Dış baskı genelde boyun eğmeyi arttır, ama bazen çok fazla baskı kişinin, istenilenin tam tersini
yapmasına neden olabilir. Buna “tepki” denir. Tepkinin alt eşiği-temel biçimi, kişisel özgürlüğün ihlal
edildiğinin düşünülmesidir.

Tepki teorisindeki temel düşünce şudur: Kişiler kendi kişisel özgürlüklerine sahiptirler; bu
özgürlüklerin tehdit edildiğini hissettiklerinde, bu tehdide karşı ellerinden gelen ne varsa yaparlar.

Milgram Deneyleri

Stanley Milgram 1960’larda, laboratuvar ortamında yaptığı deneylerle, otoriteye itaat konusunu
incelemiştir.

Yapılan deney özet olarak şu şekildedir : Araştırma için gazete ilanıyla seçilen deneklerden, bir
öğretmen rolü oynamaları istendi. Elektrikli sandalyeye bağlanmış bir öğrenciye kelime çiftleri
okuyacak; sonra öğrenciden bu kelimeleri hatırlamasını isteyecekti. Öğrenci her hata yaptığında,
denek elektrik şoku veren bir kola basarak onu cezalandıracaktı (15-450 Wolt). Otoriteye itaat,
öğretmen rolünü oynayan deneğin, devam etmeyi reddedinceye kadar vereceği maksimum şok
düzeyiyle ölçülüyordu.

Deney Sonuçları :

-Deneklerin yüzde 65’inin, işlem boyunca itaat etmeye devam ettiği ve şok kademelerinin sonuncusu
olan 450 volta kadar gittiği görüldü.

-Hiç bir denek, öğrencinin duvarı tekmelemeye başladığı noktadan önce, yani 300 voltu vermeden
önce durmadı.

Araştırmayı yapan Milgram; normal insanların, otoritenin güçlü baskısına maruz bırakıldıklarında,
yıkıcı davranışlar sergileyebilecekleri şeklinde yorumlamıştır.

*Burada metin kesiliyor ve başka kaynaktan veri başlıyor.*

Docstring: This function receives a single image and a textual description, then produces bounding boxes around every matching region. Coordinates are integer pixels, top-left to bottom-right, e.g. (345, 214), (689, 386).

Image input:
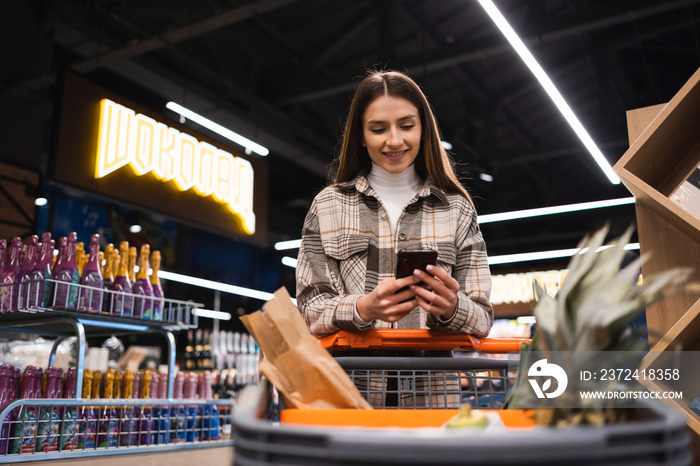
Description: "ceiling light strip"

(275, 197), (634, 251)
(165, 102), (270, 156)
(477, 197), (634, 224)
(488, 243), (639, 265)
(479, 0), (620, 184)
(158, 270), (274, 301)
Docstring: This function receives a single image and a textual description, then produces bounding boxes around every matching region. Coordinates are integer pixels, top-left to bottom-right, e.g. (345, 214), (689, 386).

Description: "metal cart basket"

(233, 331), (692, 466)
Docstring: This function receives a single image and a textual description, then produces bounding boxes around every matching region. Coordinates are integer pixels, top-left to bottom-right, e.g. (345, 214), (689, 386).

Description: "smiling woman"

(297, 71), (493, 342)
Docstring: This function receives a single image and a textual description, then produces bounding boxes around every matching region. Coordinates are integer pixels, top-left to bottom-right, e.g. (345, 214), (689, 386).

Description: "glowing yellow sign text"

(95, 99), (255, 235)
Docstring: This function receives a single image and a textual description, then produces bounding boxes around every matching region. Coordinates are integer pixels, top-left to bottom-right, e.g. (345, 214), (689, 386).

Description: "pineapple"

(507, 226), (698, 426)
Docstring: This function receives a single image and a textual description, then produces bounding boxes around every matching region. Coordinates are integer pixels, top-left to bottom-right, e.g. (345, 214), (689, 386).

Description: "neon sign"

(95, 99), (255, 235)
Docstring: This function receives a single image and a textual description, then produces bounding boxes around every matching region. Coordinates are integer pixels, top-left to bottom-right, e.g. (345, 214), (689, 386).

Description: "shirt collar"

(336, 173), (448, 204)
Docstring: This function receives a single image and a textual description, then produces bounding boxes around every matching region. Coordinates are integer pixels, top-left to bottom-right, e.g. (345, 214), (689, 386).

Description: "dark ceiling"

(0, 0), (700, 269)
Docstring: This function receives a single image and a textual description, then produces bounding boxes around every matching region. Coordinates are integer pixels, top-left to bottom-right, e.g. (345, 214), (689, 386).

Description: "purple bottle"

(0, 239), (7, 277)
(29, 232), (53, 307)
(17, 235), (39, 309)
(10, 366), (42, 454)
(59, 367), (78, 451)
(78, 234), (103, 312)
(0, 236), (22, 312)
(54, 231), (80, 309)
(132, 244), (153, 320)
(0, 364), (17, 456)
(36, 367), (63, 452)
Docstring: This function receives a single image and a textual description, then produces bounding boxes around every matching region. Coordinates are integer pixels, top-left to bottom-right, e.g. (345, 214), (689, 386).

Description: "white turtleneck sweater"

(367, 163), (423, 231)
(354, 163), (423, 327)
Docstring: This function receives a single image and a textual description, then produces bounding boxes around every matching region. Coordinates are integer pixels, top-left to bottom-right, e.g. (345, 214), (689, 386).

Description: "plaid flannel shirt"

(296, 175), (493, 336)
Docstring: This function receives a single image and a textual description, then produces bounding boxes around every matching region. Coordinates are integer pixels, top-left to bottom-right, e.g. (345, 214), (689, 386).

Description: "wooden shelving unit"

(614, 65), (700, 458)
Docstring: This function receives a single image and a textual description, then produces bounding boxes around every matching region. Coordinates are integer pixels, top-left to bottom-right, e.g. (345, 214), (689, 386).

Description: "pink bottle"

(17, 235), (39, 309)
(29, 232), (53, 307)
(0, 236), (22, 312)
(36, 367), (63, 452)
(10, 366), (42, 454)
(79, 234), (104, 312)
(0, 239), (7, 277)
(0, 364), (17, 456)
(54, 231), (80, 309)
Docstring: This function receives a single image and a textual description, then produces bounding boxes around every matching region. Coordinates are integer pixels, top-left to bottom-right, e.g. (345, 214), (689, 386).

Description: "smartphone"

(396, 249), (437, 278)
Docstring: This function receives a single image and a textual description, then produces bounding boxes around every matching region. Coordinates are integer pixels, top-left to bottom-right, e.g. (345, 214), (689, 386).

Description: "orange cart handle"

(318, 329), (531, 353)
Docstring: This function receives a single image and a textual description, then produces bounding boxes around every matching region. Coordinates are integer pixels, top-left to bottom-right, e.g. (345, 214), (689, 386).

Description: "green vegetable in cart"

(446, 403), (489, 428)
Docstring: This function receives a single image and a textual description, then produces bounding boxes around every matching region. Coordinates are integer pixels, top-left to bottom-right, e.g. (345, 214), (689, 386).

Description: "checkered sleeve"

(428, 198), (493, 337)
(296, 195), (360, 336)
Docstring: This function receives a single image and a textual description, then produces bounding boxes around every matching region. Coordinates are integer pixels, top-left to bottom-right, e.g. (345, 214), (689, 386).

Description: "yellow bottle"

(119, 371), (139, 447)
(127, 246), (138, 283)
(132, 244), (153, 320)
(75, 241), (87, 277)
(151, 251), (165, 320)
(97, 369), (119, 448)
(78, 369), (97, 450)
(102, 243), (114, 277)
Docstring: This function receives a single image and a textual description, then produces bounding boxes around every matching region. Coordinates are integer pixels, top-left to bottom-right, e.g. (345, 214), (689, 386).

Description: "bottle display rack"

(0, 279), (202, 330)
(0, 398), (234, 463)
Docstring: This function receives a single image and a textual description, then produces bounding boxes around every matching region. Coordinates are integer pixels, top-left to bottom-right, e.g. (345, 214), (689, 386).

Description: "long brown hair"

(333, 70), (474, 205)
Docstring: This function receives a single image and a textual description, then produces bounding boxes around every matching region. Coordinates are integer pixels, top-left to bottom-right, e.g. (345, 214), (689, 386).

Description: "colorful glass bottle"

(184, 372), (201, 442)
(59, 367), (78, 451)
(151, 251), (165, 320)
(78, 369), (99, 450)
(199, 371), (221, 440)
(36, 367), (63, 452)
(10, 366), (42, 454)
(97, 369), (119, 448)
(101, 243), (114, 277)
(0, 366), (17, 455)
(0, 236), (22, 312)
(54, 231), (80, 309)
(17, 235), (39, 309)
(127, 246), (138, 284)
(153, 373), (171, 445)
(132, 244), (153, 320)
(79, 234), (104, 312)
(112, 241), (134, 317)
(102, 251), (115, 314)
(29, 232), (53, 307)
(119, 371), (139, 447)
(170, 372), (187, 443)
(0, 239), (7, 277)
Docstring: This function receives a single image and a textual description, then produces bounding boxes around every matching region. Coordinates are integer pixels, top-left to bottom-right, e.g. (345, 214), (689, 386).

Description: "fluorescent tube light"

(282, 256), (299, 269)
(275, 197), (634, 251)
(158, 270), (273, 301)
(477, 197), (634, 224)
(488, 243), (639, 265)
(479, 0), (620, 184)
(275, 239), (301, 251)
(192, 308), (231, 320)
(165, 102), (270, 156)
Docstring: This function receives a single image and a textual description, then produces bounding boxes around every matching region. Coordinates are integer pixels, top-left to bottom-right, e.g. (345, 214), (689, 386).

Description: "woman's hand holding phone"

(410, 265), (459, 320)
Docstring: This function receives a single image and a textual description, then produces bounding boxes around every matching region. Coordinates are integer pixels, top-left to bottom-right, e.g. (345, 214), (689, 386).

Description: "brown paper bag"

(241, 288), (372, 409)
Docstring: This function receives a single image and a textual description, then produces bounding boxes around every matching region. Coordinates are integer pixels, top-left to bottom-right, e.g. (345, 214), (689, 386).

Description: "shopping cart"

(233, 330), (692, 466)
(319, 329), (528, 409)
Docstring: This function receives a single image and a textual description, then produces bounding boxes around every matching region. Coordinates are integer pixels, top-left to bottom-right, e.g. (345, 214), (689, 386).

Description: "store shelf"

(0, 279), (202, 331)
(614, 64), (700, 457)
(0, 399), (234, 463)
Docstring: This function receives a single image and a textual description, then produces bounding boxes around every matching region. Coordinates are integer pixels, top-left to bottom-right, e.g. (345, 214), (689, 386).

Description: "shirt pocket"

(322, 235), (370, 294)
(434, 241), (457, 271)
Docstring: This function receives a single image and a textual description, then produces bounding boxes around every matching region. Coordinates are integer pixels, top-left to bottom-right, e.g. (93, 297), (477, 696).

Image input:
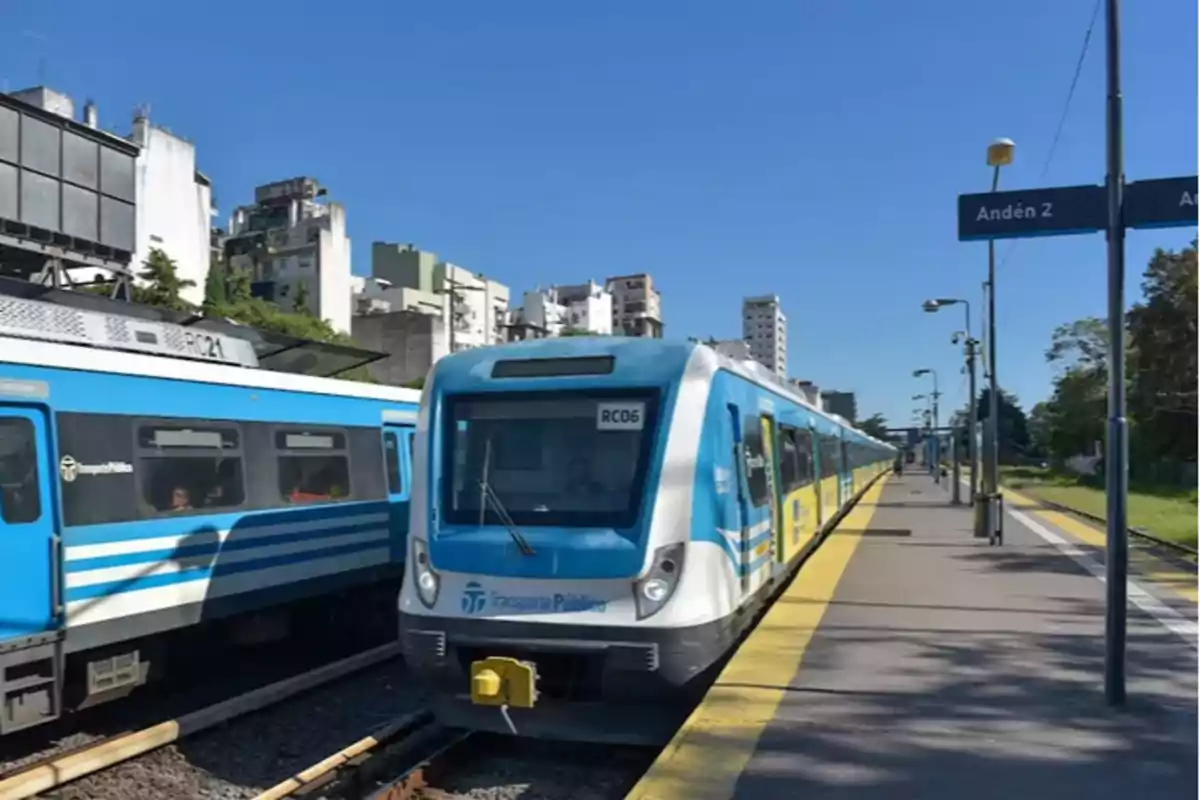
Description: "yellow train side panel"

(821, 475), (838, 525)
(781, 483), (821, 563)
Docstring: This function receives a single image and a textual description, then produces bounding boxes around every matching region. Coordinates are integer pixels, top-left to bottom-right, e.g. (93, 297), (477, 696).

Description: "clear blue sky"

(0, 0), (1198, 423)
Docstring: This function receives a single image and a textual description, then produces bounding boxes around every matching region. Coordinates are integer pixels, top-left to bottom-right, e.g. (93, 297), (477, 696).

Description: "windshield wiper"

(479, 437), (538, 555)
(479, 481), (538, 555)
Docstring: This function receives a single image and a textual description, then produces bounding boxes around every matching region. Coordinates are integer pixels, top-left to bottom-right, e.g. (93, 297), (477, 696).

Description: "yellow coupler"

(470, 656), (538, 709)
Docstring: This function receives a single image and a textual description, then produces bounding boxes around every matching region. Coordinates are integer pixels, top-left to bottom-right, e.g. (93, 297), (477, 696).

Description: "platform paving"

(729, 474), (1198, 800)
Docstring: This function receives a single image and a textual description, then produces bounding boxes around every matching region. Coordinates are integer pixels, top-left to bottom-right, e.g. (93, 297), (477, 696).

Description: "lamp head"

(988, 138), (1016, 167)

İlginçtir ki, hayatı boyunca sorumluluk sahibi ve nazik bir kişi bile otorite tuzağına düşebilir.

Bu çalışmadan yola çıkan bir başka araştırmacı bunu, “normallik tezi” olarak isimlendirdi ve kötülüğün
sadece ve kesinlikle anormal insanlar tarafından yapılmayacağı, ortalama insanların da kendilerini
“önemsiz ve değersiz “hissettiklerinde yıkıcı davranışlar sergileyebileceğini belirtti.